Striking nurses at breaking point, constantly worried: union

Photo: ODT files
Photo: ODT files
Southern nurses go on strike tomorrow because they are fatigued, at breaking point, and constantly worried about patient safety, a local union organiser says.

Nurses at Dunedin, Southland and Lakes District hospitals join New Zealand Nurses Organisation colleagues nationwide tomorrow due to a pay offer from district health boards being roundly rejected.

Nurses will be off the job from 11am until 7pm, and they have not ruled out further industrial action.

"Current pay rates and conditions struggle to attract people into the profession and many members question the longevity of this career choice," Dunedin NZNO organiser Karyn Chalk said.

"The offer from the DHBs does not address these issues."

The Southern DHB has postponed surgeries, procedures and outpatient appointments scheduled for tomorrow due to the strike, but emergency departments throughout the region will remain open for urgent life-preserving care.

Rural hospitals in Gore, Balclutha, Oamaru, Ranfurly, and Dunstan, as well as general practices and most other health services, are not directly affected.

A Dunedin emergency department nurse, who did not wish to be named, said most days work conditions for nurses were concerning and they often felt worried for the safety of themselves and their patients.

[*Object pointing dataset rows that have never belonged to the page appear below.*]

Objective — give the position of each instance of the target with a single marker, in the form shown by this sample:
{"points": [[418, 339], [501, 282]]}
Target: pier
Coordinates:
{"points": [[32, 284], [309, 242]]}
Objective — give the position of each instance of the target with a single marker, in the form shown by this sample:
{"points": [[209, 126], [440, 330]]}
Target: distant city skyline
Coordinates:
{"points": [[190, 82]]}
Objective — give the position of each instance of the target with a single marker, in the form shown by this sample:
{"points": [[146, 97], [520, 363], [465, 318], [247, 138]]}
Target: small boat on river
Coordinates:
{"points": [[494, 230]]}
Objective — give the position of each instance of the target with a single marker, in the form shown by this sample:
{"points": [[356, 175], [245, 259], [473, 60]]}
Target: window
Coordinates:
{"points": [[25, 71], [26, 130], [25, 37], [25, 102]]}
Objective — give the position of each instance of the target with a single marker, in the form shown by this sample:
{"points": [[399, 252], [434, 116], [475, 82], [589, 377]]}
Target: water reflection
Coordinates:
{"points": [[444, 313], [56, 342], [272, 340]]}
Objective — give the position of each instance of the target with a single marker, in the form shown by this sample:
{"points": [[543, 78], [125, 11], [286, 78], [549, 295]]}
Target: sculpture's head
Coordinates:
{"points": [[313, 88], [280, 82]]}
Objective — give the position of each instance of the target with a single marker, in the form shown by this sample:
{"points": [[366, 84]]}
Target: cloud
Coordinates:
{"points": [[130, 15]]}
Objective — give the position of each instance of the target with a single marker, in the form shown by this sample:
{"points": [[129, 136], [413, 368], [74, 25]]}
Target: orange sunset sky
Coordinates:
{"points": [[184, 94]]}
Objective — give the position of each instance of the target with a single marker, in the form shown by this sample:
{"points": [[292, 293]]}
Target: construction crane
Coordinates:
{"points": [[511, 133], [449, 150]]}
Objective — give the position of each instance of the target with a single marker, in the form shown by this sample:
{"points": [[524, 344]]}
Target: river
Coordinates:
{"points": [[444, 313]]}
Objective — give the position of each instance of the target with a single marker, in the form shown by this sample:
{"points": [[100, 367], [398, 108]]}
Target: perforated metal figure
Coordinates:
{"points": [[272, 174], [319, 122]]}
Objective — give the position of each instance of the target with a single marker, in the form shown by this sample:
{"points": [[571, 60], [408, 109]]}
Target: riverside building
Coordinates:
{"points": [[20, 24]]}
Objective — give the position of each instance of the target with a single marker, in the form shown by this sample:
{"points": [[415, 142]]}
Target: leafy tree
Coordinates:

"Patients come in and go out at quite a pace and I feel many times I wasn’t able to safely care for my patients or hand over some of those patients to the appropriate nurse.

"There is a huge risk of mistakes being made in regard to medications and notes and all sorts of other things.

"It is very disturbing and distressing to feel like you are not able to give patients the timely care that they require and that you are not able to at times fulfil the requirements that the doctors are asking of you."

Workloads were unsustainable in the short or long term and were affecting the health and wellbeing of all staff and patients, the nurse said.

A ward nurse said they were striking because their profession was undervalued.

"We are substantially underpaid for the amount of responsibility we have on a day to day basis and for the level of education we must undertake.

"We are chronically understaffed and picking up overtime is a must to ensure that our patients are cared for."

NZNO lead advocate David Wait said the only concession by DHBs in negotiations had been a lump sum payment of $4000 to nurses, but that represented a part payment on back pay for their still unsettled pay equity claim.

"Members know that lump sum payments do not lift actual rates of pay, which impacts on the long-term issues of a health system that values nurses and their work, attracts new people into the profession and encourages others back from overseas."

At a post-Cabinet news conference this afternoon, Prime Minister Jacinda Ardern said she wasn't embarrassed by the threat of nurses moving to Australia, saying she saw it as part of the bargaining process.

The Government's focus had been on raising the incomes of the lowest-paid nurses substantially, and a 17% across the board increase was not viable in the current situation, she said.

Ms Ardern said said she would love to be able to lift wages, but it was not possible currently.